For high Totocell initial cases, dialysis has the highest Toto cell reduction for patients like Dorothy. However, Dorothy's family has a common genetic pattern of high blood density which may reduce the effect of the dialysis. Sure enough, a scan through the blood densities shows that those with high blood density do not do as well with dialysis.

But Dr. Pasteur is an expert on blood density and believes that a blood thining treatment may make the dialysis more effective. So she runs a simulation that introduces blood thinning drugs at 10mg/minute.

The simulation doesn't show a sufficient effect, so Dr. Pasteur decides to grab the simulation history and re-run it while changing the blood thining drugs from 10 to 100mg/minute.

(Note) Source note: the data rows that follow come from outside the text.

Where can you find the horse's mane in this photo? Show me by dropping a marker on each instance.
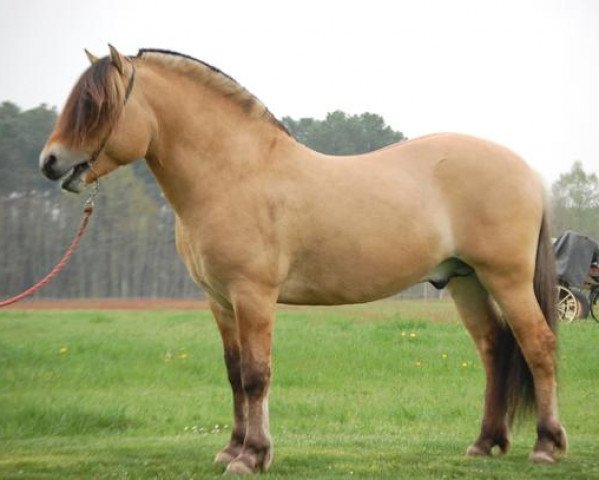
(212, 77)
(93, 105)
(96, 100)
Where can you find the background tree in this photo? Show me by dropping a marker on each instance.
(343, 134)
(575, 198)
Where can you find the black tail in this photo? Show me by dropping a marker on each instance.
(515, 376)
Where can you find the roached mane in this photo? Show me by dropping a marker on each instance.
(211, 77)
(97, 98)
(93, 105)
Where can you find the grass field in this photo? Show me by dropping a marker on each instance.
(388, 390)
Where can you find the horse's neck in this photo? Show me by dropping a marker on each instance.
(203, 152)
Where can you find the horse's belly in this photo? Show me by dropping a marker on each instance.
(323, 281)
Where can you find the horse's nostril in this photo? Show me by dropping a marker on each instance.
(49, 167)
(51, 160)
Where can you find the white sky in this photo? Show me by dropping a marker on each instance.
(524, 73)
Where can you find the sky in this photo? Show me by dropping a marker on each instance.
(523, 73)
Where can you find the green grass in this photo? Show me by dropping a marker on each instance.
(388, 390)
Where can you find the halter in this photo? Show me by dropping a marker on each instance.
(96, 153)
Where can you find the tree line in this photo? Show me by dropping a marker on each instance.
(129, 248)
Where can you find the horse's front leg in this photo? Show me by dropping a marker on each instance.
(254, 314)
(225, 320)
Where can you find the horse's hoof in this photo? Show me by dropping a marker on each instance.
(223, 458)
(540, 456)
(238, 467)
(476, 451)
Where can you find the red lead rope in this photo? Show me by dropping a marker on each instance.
(87, 212)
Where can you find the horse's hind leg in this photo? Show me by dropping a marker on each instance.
(484, 325)
(225, 320)
(515, 295)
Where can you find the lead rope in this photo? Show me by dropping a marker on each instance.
(88, 209)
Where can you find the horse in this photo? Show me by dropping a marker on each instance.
(262, 219)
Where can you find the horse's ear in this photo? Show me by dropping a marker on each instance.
(90, 56)
(117, 59)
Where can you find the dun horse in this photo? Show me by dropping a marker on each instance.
(262, 219)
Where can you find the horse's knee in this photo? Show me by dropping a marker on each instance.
(255, 379)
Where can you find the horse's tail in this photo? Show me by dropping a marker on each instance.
(515, 371)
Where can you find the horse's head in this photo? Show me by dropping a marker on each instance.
(101, 127)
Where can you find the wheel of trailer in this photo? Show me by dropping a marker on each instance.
(583, 302)
(595, 303)
(567, 305)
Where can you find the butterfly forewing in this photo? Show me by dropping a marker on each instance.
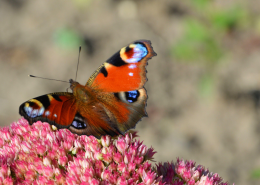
(112, 101)
(125, 70)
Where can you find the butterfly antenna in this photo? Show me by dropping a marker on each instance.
(47, 78)
(78, 63)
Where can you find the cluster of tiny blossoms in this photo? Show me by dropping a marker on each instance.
(187, 173)
(39, 155)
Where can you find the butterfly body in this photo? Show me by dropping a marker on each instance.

She finds an optimum decline of Toto cells at 50 mg/min, but Dr. Pasteur is worried about the blood thinning problem and decides to consult with the developer of the dialysis treatment method for Munchkin Syndrome, Dr. Lyon. Dr. Pasteur sends Dorothy's case history, links to the patient database, and the dialysis simulation results to Dr. Lyon.

A few hours later Dr. Pasteur has a consultation with Dr. Lyon, who is intrigued by the simulation results, and confirms the 50mg/min rate. Dr. Lyon signs on as a consultant, affirming the treatment plan.

Dr. Pasteur now sends Dorothy for the dialysis, and her Toto cell count drops quickly as the rash fades away. The treatment is a success.

Dr. Pasteur records the positive outcome and then disseminates the results. She adds her revised treatment template to the database and sends an email note to physicians that are treating similar cases to inform them of this case. Then she begins to write up this case for the New England CyberJournal of Medicine.